Mau tak mau, Orry menggeleng sambil tertawa. Yus kemudian mengantarkannya ke asrama. Sekaligus menjelaskan alasan kenapa Orry bisa terlambat pulang. Untungnya bruder kepala asrama memahami. Apalagi tahu bahwa Yus adalah saudara dekat Orry.

* * *

Orry tak heran bila untuk urusan cinta, Mas Yus-nya bisa seribet ini. Yang disebutnya sebagai 'Mas Yus' adalah salah seorang abang sepupunya. Ibu Yus adalah kakak ayahnya.

Dalam lingkup keluarga besar, Yus memang dikenal sebagai pemuda pendiam yang cukup serius dan tidak neko-neko. Setelah tiga kali berhasil loncat kelas karena masuk kelas akselerasi saat SD, SMP, dan SMA, Yus lulus jadi sarjana pada usia 19 tahun. Tak tanggung-tanggung, dua gelar kesarjanaan sekaligus, dari jurusan teknik elektro dan jurusan sastra Inggris. Dan, sudah setahun ini ia menjadi guru junior yang mengajar mata pelajaran fisika di SMK Mitra Wiyata.

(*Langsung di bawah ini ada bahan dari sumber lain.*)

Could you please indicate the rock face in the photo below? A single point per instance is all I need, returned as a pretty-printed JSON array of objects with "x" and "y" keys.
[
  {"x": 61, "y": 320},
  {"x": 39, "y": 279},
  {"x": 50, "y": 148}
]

Untungnya, entah apakah hal ini bisa dibilang untung ataukah tidak, Yus mengajar di sekolah yang minim pelajar putri. Acara di-gebet murid sendiri pun bisa diminimalisir. Apalagi secara fisik penampilan Yus 'cukup menjanjikan'. Bisalah lolos dari seleksi pemilihan model pria ala majalah-majalah remaja.

Tapi bukan berarti Yus lantas tidak merasa tertarik pada salah seorang muridnya. Dan, gadis belia itu yang dijatuhinya hati itu adalah Metta yang manis dan cerdas.

Sayangnya, status sebagai guru Metta membuat Yus harus setengah mati membatasi harapannya. Hanya saja hatinya perlu juga pelampiasan agar konsentrasi dan semangat mengajarnya terbangun kembali. Oleh karena itu ia terpaksa mengerahkan tenaga dan akal sang adik sepupu untuk sekadar membantu menebar rayuan gombal nan absurd melalui mading. Yang, sayangnya, harus segera berakhir setelah tepat satu minggu. Masa tayang majalah dinding kelas Metta sudah selesai. Lagipula, terlalu riskan rasanya meneruskan 'kehebohan' itu tanpa membuat kegaduhan lebih lanjut.

Lalu, apakah hanya akan berhenti sampai di situ saja?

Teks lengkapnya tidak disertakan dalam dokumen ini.